Who should read this perspective?

This perspective is designed for companies preparing for or currently undergoing compliance audits.

Trust BuildingAudit Insights & Preparation

The Goldilocks Zone of Penetration Testing: Balancing Compliance and Real Security

At Agency, we help clients find the penetration testing sweet spot — rigorous enough to find real vulnerabilities but scoped appropriately for compliance requirements.

By Tyler Carbone

January 20, 2024·12 min read

One of the most common frustrations we hear at Agency comes from security teams who feel caught between two extremes: a cheap checkbox pen test that satisfies the auditor but finds nothing real, or an expensive red team exercise that uncovers genuine risks but costs five times more than the compliance budget allows. The truth is, there is a middle ground — and finding it is one of the most impactful decisions a security-conscious compliance team can make.

Penetration testing in the compliance world suffers from a polarization problem. On one end, companies treat pen testing as a pure compliance checkbox — they hire the cheapest vendor, scope the test as narrowly as possible, and file the clean report alongside their other audit evidence. On the other end, security-driven organizations commission exhaustive red team engagements that test every conceivable attack vector, including social engineering and physical access, producing findings that are genuinely useful for security but far exceed what any auditor needs or evaluates.

Both approaches have real costs. The checkbox approach creates false confidence, leaves real vulnerabilities undiscovered, and can actually backfire when an auditor questions the thoroughness of a test that produced zero findings. The red team approach consumes budget that could be deployed across other security controls and often produces findings that overwhelm a team's remediation capacity. What we help clients find is the Goldilocks zone — penetration testing that is rigorous enough to discover genuine vulnerabilities, structured to produce evidence auditors value, and scoped to deliver both security and compliance returns on the investment.

The Penetration Testing Spectrum

From Checkbox to Red Team

Approach	Description	Compliance Value	Security Value
Automated scan report	Automated vulnerability scanner output repackaged as a "penetration test" report	Very low — most auditors will reject this as a pen test	Very low — identifies only known vulnerability signatures
Checkbox pen test	Minimal manual testing (1-2 days); tester runs standard tools and documents output; scope is narrow	Low to moderate — may satisfy inattentive auditors but creates risk	Low — superficial testing misses application-layer and logic vulnerabilities
Standard compliance pen test	Professional testing (5-10 days); covers web apps, APIs, and infrastructure; follows recognized methodology	High — satisfies SOC 2 and ISO 27001 auditor expectations	Moderate — identifies common vulnerabilities and some deeper issues
Security-focused pen test	Thorough testing (7-15 days); deep application testing, chained attack exploration, business logic assessment	High	High — identifies real-world exploitable vulnerabilities including complex attack paths
Red team engagement	Adversary simulation (15-30+ days); includes social engineering, physical security, custom exploits, lateral movement	Exceeds compliance requirements	Very high — simulates real-world threat actors

The Goldilocks zone sits in the "standard compliance pen test" to "security-focused pen test" range.
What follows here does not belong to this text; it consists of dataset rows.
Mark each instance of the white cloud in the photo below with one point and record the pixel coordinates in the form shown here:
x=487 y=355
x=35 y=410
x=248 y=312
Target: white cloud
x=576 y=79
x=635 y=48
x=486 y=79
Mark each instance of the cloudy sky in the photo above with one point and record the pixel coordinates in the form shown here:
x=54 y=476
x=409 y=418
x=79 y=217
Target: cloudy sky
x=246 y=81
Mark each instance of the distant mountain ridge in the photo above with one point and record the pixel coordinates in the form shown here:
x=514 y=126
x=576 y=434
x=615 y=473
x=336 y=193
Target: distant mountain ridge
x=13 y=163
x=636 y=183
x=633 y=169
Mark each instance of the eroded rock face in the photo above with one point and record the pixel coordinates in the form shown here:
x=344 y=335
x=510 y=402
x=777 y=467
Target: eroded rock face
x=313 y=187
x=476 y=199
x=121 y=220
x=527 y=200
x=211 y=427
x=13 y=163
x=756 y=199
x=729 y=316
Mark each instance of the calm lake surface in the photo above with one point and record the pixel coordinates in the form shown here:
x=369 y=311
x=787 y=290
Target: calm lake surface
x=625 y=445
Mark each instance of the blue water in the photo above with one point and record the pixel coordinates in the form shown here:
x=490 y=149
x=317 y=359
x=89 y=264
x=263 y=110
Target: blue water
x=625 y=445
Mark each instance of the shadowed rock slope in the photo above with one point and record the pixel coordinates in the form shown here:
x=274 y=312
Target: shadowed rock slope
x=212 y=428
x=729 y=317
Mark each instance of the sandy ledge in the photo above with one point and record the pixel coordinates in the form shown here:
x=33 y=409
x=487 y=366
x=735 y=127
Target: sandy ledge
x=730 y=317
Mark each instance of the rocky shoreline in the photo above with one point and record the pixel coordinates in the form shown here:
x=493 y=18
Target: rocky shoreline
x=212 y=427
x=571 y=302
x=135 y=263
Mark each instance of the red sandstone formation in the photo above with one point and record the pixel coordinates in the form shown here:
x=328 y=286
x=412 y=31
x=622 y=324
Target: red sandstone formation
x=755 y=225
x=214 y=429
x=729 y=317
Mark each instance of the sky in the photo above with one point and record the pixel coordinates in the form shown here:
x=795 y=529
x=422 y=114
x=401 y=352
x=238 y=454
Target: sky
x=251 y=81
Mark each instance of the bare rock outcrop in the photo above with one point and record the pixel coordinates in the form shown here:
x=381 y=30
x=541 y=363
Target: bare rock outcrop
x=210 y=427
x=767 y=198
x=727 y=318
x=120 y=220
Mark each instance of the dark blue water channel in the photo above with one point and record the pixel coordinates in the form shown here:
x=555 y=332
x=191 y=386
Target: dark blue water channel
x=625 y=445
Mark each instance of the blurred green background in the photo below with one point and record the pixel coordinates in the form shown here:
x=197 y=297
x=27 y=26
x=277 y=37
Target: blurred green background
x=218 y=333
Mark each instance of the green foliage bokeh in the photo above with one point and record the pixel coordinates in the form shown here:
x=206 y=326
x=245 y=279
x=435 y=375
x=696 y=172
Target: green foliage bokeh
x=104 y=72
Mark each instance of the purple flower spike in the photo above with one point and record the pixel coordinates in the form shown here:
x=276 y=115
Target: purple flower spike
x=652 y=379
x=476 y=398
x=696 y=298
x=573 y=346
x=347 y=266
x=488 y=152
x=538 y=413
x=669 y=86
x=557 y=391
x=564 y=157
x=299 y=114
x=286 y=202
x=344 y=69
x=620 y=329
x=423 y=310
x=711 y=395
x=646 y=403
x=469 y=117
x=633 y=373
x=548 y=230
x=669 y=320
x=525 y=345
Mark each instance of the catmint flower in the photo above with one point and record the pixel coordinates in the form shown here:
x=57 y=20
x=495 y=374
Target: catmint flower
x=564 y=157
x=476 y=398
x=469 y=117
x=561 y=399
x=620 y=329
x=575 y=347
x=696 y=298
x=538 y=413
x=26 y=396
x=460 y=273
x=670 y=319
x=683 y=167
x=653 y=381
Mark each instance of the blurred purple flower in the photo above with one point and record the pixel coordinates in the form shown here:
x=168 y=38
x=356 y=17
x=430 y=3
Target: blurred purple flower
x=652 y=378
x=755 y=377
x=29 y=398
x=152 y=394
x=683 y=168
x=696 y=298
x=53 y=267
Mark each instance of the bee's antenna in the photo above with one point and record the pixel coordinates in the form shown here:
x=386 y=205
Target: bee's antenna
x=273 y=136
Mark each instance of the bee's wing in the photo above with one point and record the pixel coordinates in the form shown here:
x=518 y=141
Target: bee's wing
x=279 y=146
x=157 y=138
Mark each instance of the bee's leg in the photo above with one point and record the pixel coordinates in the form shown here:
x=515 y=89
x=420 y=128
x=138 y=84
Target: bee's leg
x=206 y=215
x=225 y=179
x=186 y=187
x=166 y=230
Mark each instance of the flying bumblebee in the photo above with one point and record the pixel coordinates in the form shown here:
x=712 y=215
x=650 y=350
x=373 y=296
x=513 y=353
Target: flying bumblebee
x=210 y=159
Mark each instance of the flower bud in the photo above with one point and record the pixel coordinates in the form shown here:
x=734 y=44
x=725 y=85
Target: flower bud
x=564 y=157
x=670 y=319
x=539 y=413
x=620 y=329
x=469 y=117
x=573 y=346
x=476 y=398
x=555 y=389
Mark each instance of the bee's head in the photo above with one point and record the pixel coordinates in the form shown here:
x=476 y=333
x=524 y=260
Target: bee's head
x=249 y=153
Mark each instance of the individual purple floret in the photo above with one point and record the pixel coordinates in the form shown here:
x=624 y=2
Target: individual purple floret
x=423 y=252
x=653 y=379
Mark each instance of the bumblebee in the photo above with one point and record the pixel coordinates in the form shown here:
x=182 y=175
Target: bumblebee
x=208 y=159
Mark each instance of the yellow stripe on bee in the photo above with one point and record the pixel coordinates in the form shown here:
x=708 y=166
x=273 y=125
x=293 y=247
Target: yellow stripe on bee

This is where the overlap between compliance value and genuine security value is highest.

What Auditors Actually Want to See

Auditor Expectations vs Common Misconceptions

Understanding what auditors actually evaluate — versus what companies think they evaluate — is critical to finding the right balance.

What Auditors Evaluate	What Companies Think Auditors Want	The Reality
Was a qualified tester engaged to perform the test?	The most expensive vendor produces the best audit evidence	Auditor qualification check is pass/fail — a qualified boutique firm satisfies this as well as a Big Four firm
Did the test scope cover in-scope systems?	Every system in the organization must be tested	Auditors evaluate whether the test covered systems within the compliance boundary, not every system the company operates
Does the report document methodology and findings?	A clean report with zero findings is ideal	Auditors are actually more skeptical of zero-finding reports; a report that identifies and documents remediated findings demonstrates a healthy testing process
Were findings remediated or documented with plans?	All findings must be fully remediated before the audit	Auditors expect critical and high-severity findings to be remediated; medium and low findings with documented remediation plans are acceptable
Was the test conducted within or near the observation period?	The test must fall exactly within the observation period dates	Most auditors accept testing within 12 months of the observation period end date, with a preference for more recent testing

The Zero-Findings Problem

In our experience, one of the biggest misconceptions is that a clean pen test report is the best outcome for compliance. What we tell clients is the opposite — a penetration test that reports zero findings raises more questions than it answers. Auditors may question whether the testing was sufficiently thorough, whether the scope was too narrow, or whether the tester lacked the skill to identify issues. A healthy pen test report identifies a range of findings (typically 5-20 for a standard engagement), with the company demonstrating remediation of critical and high items and documented plans for medium and low items. This evidence pattern tells the auditor the story they want to hear: your organization actively assesses security, identifies real issues, and remediates them.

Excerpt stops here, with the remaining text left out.